Conférences

Ombres et lumières de l’Ienisseï

François Bellec
Contre-amiral, membre de la section Histoire, lettres et arts, ancien président de l’Académie, secrétaire général des Ecrivains de marine et président de la Société Nationale des Beaux-Arts

Le 06-02-2013

La conférence de ce jour est donnée par notre confrère le contre-amiral François Bellec, membre de la section Histoire, lettres et arts, ancien président de l’Académie, secrétaire général des Ecrivains de marine et président de la Société Nationale des Beaux-Arts. En commentant de nombreuses photographies, il donne ses impressions d’un voyage qu’il a effectué durant l’été dernier, en compagnie d’autres écrivains, gens du livre et de la presse, sur l’Ienisseï, fleuve menant vers la mer de Kara, au-delà du cercle polaire arctique.

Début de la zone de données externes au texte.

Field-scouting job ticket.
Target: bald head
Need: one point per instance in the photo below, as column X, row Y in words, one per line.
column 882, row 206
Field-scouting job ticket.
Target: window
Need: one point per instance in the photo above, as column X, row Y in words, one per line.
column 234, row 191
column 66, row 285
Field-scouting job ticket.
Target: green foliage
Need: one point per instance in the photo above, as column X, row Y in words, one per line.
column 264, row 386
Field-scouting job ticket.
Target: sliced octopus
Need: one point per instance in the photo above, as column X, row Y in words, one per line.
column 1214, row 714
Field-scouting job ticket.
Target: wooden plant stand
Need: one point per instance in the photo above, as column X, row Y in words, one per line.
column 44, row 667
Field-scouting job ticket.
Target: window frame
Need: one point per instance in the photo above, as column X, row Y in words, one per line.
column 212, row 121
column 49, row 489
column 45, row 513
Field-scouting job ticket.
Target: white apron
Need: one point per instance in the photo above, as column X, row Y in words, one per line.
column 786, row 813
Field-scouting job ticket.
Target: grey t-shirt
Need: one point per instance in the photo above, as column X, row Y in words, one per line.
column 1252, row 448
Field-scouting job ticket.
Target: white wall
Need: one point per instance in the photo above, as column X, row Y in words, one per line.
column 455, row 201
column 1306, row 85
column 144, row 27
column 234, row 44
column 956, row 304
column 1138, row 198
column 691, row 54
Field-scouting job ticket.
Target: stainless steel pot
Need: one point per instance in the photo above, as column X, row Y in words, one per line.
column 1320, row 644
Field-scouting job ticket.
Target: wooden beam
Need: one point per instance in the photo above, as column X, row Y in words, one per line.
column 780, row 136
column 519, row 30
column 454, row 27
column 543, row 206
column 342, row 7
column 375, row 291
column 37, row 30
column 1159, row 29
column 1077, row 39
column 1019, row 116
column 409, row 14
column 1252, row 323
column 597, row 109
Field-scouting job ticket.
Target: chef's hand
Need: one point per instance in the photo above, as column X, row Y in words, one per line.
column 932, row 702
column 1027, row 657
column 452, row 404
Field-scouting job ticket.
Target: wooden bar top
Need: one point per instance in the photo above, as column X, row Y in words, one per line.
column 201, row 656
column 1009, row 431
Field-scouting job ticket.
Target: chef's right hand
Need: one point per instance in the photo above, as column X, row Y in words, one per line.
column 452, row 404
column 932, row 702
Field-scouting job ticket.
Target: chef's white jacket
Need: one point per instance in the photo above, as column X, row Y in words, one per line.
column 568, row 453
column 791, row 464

Il a découvert un pays bien différent de l’image conventionnelle d’une Sibérie ponctuée de camps de déportation et de travaux forcés, de secret et d’oubli, dans une immensité terrifiante. Bien sûr il a rencontré les conditions inhumaines de l’hiver sibérien, la misère profonde de populations abandonnées par le reflux du système stalinien économique et social, mais encore écrasée par le poids de ce passé. Staline a disparu mais les effigies de Lénine sont partout, en pied, en buste, en portrait ou en médaillon. L’Aleksandr Matrossov, le bateau sur lequel il était embarqué avec le groupe des écrivains, était lui-même un témoin de l’époque soviétique, construit il y a près de soixante ans en RDA. Son éponyme est un héros de la Seconde Guerre mondiale, le soldat Matrossov, qui a obstrué de son corps l’embrasure d’une mitrailleuse allemande, permettant à sa section de monter à l’assaut et de planter à nouveau le drapeau rouge sur le village de Chernushki aux cris de : « Pour notre mère Patrie et pour le camarade Staline ! » Le voyage a été jalonné par les vestiges des camps du goulag, comme celui d’Igarka consacré à la construction utopique d’une voie ferrée reliant l’Ob à l’Ienisseï, un projet sans justification économique, abandonné en 1953 après avoir fait des dizaines de milliers de victimes. Il a rencontré aussi des sites industriels d’une autre époque, mais toujours exploités comme le combinat de Norilsk, où des cheminées immenses crachent des millions de tonnes de dioxyde de soufre rejeté par l’exploitation intensive d’un des premiers gisements mondiaux de nickel et de palladium.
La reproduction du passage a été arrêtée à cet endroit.